The problem goes even deeper, however. In the past, when pupils asked "what happens if . . .?" during a science lesson, they might have been allowed to find out for themselves by being guided through an experiment. Today, their teacher will, at best, scribble a brief explanation on a blackboard before returning to the rigours of the class's strictly delineated coursework. The chance of them indulging their natural curiosity is blocked and the opportunity to think freely and independently stymied. Thus intellectual curiosity is stifled by fear of health and safety legislation and court action, a point stressed by Jeffreys. "I am quite prepared to stick out my neck and let kids experiment with stinks and bangs. If a couple get maimed or even killed, that will be the price we have to pay for stimulating an interest in science and in getting young people to think for themselves."

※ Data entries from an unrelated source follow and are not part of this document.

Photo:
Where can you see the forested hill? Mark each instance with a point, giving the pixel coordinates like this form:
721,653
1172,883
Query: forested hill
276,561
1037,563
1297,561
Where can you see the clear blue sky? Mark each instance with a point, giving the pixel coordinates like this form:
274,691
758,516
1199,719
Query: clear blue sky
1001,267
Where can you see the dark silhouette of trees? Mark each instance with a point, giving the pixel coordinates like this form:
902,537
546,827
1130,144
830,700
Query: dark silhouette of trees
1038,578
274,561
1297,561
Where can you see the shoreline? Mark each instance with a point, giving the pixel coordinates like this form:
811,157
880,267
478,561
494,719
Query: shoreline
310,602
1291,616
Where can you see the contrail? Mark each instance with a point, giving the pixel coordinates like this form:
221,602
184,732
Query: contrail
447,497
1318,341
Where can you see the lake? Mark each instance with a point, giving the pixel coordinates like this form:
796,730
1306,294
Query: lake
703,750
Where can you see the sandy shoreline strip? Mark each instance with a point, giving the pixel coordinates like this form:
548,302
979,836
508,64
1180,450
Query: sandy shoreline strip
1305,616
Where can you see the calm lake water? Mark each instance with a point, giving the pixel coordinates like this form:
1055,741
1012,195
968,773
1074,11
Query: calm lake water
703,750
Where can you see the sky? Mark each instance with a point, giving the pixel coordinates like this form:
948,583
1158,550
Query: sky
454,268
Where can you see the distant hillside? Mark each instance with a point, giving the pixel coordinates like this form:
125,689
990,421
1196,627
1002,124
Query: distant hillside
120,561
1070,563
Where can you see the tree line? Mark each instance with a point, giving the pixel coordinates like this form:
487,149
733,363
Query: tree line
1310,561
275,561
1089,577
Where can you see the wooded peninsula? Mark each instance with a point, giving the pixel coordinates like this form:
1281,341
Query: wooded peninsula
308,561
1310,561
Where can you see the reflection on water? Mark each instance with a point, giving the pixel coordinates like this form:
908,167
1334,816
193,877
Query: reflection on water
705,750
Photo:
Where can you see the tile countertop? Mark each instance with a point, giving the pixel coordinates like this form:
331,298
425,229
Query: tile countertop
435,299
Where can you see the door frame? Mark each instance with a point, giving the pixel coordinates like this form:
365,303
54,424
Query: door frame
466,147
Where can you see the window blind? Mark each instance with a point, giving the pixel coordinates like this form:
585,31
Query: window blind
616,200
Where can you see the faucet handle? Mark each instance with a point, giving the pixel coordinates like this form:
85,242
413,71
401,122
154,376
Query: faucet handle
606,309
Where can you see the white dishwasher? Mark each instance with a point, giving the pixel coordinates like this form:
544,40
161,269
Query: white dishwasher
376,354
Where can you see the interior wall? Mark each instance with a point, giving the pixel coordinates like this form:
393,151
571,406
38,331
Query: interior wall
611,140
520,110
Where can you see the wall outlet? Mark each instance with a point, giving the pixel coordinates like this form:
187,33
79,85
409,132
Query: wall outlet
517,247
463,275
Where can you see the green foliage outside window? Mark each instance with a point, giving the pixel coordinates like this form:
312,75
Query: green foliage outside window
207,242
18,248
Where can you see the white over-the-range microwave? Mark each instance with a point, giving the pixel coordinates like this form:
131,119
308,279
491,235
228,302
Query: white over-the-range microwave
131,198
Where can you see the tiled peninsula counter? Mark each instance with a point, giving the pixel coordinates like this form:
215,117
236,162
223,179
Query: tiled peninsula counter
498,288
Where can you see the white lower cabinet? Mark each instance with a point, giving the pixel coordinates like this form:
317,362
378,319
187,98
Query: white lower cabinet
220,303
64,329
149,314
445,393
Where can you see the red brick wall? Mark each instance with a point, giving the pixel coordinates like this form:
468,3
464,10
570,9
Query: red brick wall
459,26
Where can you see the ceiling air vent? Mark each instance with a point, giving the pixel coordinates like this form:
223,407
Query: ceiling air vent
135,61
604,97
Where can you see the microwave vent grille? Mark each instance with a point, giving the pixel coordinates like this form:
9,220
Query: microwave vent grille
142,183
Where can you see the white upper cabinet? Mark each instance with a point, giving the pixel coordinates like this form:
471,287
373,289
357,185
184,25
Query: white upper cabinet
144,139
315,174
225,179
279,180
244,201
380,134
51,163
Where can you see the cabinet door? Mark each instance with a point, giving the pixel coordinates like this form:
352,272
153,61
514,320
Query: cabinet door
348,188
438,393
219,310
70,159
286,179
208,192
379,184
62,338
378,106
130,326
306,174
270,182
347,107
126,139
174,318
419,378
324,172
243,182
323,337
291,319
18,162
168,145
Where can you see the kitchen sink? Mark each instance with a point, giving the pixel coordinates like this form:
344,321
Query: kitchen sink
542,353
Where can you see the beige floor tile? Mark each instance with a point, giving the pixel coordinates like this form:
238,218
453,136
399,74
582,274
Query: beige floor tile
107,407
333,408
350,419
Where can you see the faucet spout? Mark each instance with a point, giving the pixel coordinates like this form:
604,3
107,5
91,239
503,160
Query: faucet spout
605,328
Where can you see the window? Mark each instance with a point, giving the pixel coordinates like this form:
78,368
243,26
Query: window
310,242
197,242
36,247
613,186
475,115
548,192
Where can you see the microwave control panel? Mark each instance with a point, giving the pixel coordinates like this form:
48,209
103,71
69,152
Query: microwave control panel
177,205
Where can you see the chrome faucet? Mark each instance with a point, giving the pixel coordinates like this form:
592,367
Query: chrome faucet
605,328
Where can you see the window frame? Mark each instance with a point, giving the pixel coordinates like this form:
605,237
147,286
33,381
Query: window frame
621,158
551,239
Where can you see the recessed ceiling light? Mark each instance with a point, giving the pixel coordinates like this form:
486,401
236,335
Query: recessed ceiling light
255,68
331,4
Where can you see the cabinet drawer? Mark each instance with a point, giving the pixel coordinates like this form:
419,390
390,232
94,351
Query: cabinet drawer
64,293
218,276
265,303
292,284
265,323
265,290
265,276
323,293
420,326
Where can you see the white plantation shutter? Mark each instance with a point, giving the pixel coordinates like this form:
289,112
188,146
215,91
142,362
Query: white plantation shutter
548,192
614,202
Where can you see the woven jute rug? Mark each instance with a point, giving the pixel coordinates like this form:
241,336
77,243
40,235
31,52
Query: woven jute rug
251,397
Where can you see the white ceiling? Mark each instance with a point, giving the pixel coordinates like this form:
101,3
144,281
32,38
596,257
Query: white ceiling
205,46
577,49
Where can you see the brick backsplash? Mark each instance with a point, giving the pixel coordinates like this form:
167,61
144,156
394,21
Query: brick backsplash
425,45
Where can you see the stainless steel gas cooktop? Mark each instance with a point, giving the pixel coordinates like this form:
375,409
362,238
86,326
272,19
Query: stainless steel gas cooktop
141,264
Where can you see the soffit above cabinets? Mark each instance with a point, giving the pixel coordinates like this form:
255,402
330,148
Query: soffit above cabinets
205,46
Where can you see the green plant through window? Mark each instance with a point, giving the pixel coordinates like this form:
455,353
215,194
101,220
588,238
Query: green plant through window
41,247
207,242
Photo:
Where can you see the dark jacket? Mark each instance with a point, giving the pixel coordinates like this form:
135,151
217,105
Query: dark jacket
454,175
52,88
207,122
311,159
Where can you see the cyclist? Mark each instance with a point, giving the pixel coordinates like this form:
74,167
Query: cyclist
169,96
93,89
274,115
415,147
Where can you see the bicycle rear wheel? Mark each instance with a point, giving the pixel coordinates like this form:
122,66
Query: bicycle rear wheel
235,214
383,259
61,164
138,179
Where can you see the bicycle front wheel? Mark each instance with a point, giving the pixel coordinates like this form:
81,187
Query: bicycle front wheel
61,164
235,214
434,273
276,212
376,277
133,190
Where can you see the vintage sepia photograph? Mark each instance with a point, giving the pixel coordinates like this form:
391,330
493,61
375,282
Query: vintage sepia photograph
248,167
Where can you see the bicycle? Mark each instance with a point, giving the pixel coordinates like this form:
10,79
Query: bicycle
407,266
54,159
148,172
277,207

That will doubtless infuriate many. However, I suspect that most researchers support Jeffreys and share his concerns - particularly in the light of a recent national survey which revealed that only four out of ten British people consider themselves informed, in any way, about science. In other words, almost two-thirds of the population now say they know nothing about science, despite many acknowledging its importance to the country. Worse still, the gulf between the "knows" and the "don't knows" is growing all the time - because people are being disenfranchised from involvement in scientific activities. It's all too mysterious and dangerous for the likes of you, they are told. From this perspective, the prospects of creating a new generation of freethinking, technically minded researchers and academics do not look encouraging.

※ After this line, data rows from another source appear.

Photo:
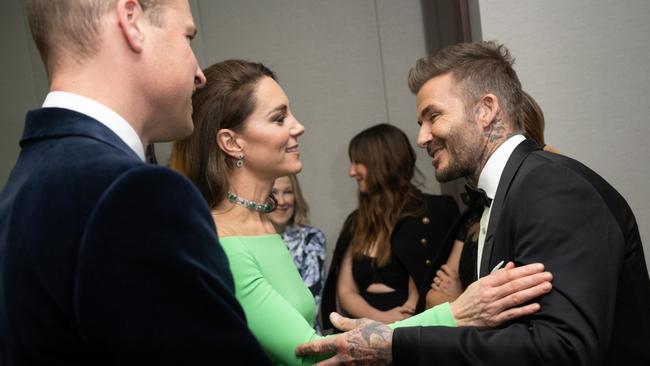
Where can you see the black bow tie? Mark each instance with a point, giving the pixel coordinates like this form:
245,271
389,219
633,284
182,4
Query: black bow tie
475,197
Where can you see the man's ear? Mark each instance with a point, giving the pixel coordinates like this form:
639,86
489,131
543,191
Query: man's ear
130,17
229,143
487,109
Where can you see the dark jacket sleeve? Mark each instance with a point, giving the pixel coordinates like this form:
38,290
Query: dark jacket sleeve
153,284
555,217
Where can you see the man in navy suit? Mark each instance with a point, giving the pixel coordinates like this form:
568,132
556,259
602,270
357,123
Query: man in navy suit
541,207
105,259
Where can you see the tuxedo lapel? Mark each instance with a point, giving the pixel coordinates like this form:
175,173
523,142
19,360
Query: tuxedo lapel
49,123
512,166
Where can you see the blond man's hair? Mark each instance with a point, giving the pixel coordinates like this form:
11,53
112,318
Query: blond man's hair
71,28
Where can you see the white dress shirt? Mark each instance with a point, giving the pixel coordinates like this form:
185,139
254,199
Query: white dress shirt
489,182
100,112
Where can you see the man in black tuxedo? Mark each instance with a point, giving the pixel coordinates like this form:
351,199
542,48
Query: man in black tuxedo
541,207
104,259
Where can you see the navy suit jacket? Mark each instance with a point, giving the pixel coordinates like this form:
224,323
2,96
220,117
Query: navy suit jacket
107,260
552,209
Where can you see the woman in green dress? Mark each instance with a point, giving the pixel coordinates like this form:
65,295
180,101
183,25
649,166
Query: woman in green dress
245,137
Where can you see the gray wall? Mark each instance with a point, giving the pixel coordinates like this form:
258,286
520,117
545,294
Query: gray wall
342,63
587,63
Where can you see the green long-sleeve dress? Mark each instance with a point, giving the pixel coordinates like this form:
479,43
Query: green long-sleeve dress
279,307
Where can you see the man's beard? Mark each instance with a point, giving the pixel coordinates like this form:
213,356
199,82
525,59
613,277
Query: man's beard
462,156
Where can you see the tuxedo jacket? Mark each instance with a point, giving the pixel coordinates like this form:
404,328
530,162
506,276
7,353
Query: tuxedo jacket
551,209
416,241
107,260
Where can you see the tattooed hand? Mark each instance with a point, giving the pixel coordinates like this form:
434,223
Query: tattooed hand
365,342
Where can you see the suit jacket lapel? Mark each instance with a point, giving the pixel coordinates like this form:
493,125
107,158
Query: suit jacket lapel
514,162
47,123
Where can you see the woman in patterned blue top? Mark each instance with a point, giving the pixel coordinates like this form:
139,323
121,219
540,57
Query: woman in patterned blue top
306,243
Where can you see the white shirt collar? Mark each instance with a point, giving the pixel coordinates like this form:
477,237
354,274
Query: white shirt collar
100,112
491,173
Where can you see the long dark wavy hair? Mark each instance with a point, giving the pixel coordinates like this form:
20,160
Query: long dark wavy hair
390,161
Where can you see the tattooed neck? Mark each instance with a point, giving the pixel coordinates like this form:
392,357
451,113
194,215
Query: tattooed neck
496,134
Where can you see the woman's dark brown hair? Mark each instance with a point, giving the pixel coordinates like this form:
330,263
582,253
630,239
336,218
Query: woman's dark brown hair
390,161
226,101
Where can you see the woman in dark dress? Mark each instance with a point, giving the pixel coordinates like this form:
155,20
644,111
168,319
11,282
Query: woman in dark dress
390,242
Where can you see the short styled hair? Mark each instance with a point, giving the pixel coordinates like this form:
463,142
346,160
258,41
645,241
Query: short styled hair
74,26
478,68
533,119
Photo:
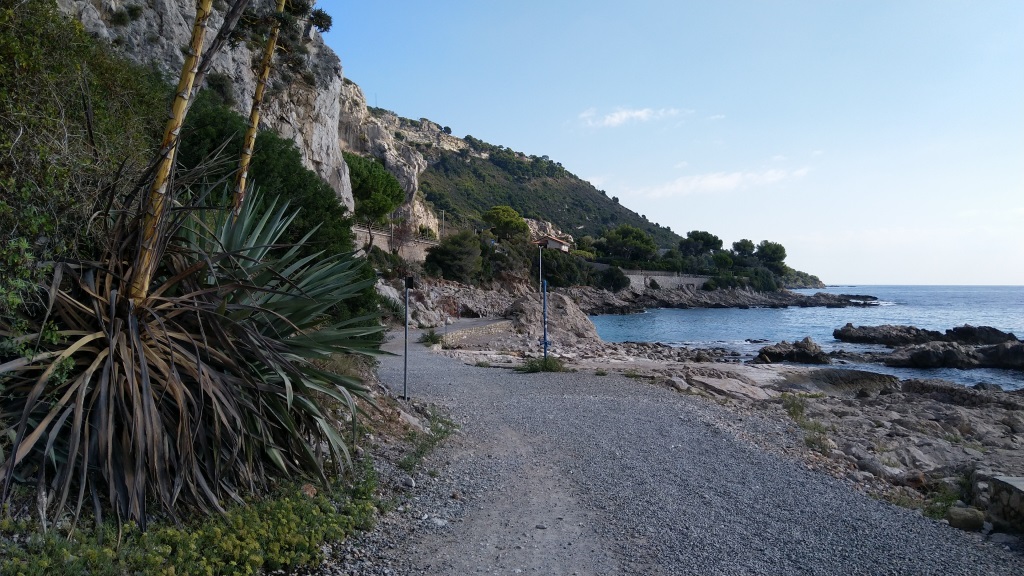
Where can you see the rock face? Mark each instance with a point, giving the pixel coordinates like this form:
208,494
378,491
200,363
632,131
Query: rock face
305,109
632,299
804,352
965,346
566,323
908,335
886,334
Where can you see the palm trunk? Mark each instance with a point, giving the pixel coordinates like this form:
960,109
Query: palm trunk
250,139
156,205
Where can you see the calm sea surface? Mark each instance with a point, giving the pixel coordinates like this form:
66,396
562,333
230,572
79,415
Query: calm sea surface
934,307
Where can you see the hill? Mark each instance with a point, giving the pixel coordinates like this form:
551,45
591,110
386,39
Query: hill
467,182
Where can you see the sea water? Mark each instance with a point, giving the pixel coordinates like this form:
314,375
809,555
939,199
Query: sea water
745,331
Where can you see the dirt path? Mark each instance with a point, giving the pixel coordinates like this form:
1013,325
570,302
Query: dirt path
577,474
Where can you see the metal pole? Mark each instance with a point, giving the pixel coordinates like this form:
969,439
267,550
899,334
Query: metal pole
404,374
544,290
540,268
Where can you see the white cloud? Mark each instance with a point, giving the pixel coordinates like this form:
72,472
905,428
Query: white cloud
622,116
716,182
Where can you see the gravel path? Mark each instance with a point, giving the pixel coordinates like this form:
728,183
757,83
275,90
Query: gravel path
578,474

The trouble, as David Brooks has pointed out in the New York Times, is that we are living in the age of the lily-livered, where everything is a pallid parody of itself, from salt-free pretzels to the schooling of children amid foam-corner protectors and flame-retardant paper. Or in the case of the science lab, to the distant and anaesthetised demonstration.
Most critics stress the physical problems that we face as we raise a generation unexposed to risk. I would argue, along with Jeffreys, Hunt and the rest, that the real danger is the one posed to our intellectual well-being. Thinking and testing the world is a dangerous business and we should not shirk from it. My father would doubtless have been one of those who would disagree with me. To fail to think and test, however, will be much more damaging.